Staatsanwälte befragen Conte zu Corona-Krisenmaßnahmen

Staatsanwälte der von der Coronavirus-Epidemie schwer betroffenen Stadt Bergamo haben am Freitag mit der Befragung von Italiens Ministerpräsident Giuseppe Conte zu den Krisenmaßnahmen seiner Regierung begonnen. Conte stellte sich am Regierungssitz den Fragen der Ermittler, verlautete in Rom.

Hinterbliebene von Opfern hatten am Mittwoch in der besonders stark betroffenen Provinz Bergamo Strafanzeige gegen unbekannt erstattet. Sie werfen den Behörden vor, wegen Fahrlässigkeit und Inkompetenz für zahlreiche Todesfälle durch das Virus verantwortlich zu sein. Neben Conte sollen auch Gesundheitsminister Roberto Speranza und Innenministerin Luciana Lamorgese von den Staatsanwälten als Zeugen gehört werden, wie italienische Medien berichteten.

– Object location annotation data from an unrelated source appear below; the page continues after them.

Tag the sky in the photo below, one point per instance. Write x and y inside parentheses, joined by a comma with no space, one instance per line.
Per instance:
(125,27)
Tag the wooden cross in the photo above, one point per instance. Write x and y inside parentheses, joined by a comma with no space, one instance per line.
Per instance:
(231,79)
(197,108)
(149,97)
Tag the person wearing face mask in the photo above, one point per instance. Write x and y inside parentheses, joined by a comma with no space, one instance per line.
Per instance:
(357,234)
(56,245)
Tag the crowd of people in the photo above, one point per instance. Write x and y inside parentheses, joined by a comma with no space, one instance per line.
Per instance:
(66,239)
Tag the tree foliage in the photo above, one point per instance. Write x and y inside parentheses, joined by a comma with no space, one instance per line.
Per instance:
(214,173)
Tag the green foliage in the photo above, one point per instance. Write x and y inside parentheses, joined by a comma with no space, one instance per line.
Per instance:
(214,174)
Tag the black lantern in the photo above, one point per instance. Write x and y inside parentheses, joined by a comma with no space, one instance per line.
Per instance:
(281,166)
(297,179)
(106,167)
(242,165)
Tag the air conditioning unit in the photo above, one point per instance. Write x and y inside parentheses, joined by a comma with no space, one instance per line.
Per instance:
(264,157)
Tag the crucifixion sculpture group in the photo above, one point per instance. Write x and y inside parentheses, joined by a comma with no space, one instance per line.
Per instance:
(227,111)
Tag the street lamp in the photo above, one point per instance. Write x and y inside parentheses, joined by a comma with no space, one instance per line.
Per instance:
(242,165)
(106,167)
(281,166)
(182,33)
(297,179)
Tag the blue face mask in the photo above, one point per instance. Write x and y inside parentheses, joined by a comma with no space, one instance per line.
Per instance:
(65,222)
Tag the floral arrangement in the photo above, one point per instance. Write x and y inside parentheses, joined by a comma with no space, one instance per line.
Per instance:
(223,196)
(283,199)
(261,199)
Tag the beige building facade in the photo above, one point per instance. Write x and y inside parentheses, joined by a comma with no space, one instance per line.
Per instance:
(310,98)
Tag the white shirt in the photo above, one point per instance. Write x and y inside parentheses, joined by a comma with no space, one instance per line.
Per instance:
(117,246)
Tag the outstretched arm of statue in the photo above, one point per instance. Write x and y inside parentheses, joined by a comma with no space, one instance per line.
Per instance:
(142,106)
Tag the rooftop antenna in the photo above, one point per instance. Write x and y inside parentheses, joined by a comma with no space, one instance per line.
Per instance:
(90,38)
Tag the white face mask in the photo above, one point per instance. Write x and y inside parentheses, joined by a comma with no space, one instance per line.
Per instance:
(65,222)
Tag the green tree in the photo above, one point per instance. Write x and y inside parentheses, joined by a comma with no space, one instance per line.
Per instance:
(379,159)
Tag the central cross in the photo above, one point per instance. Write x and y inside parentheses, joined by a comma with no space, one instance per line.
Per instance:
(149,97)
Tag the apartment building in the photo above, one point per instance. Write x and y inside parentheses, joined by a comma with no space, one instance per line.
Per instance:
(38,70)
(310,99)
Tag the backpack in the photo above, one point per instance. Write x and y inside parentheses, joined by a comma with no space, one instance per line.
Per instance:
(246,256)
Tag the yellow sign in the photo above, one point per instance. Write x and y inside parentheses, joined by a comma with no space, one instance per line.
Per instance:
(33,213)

Bei den Untersuchungen der Staatsanwälte geht es vor allem um das mögliche Versäumnis der Regierung, besonders betroffene Gebiete in der Provinz Bergamo als sogenannte Rote Zonen nicht abzuschotten, um so die Ausbreitung des Virus zu stoppen, hieß es aus Ermittlerkreisen.

Die Behörden werden unter anderem beschuldigt, die Gemeinden Nembro und Alzano Lombardo bei Bergamo Anfang März nicht zur Sperrzone erklärt zu haben, obwohl dort zahlreiche Todesopfer und Infektionsfälle gemeldet worden waren. Weil diese beiden Gemeinden nicht abgeriegelt wurden, habe sich die Infektion in der ganzen Region Lombardei stark verbreitet, lautet der Vorwurf. Premier Conte soll erklären, warum die Regierung die beiden lombardischen Gemeinden nicht zur Sperrzone erklärte, obwohl wiederholt dazu aufgerufen worden sei.

"Ich fürchte mich nicht vor dem Treffen mit den Staatsanwälten, weil ich nach meinem Gewissen gehandelt habe. Ich werde den Ermittlern über die Umstände im März berichten", sagte Conte im Interview mit der römischen Tageszeitung "Il Messaggero" (Freitag).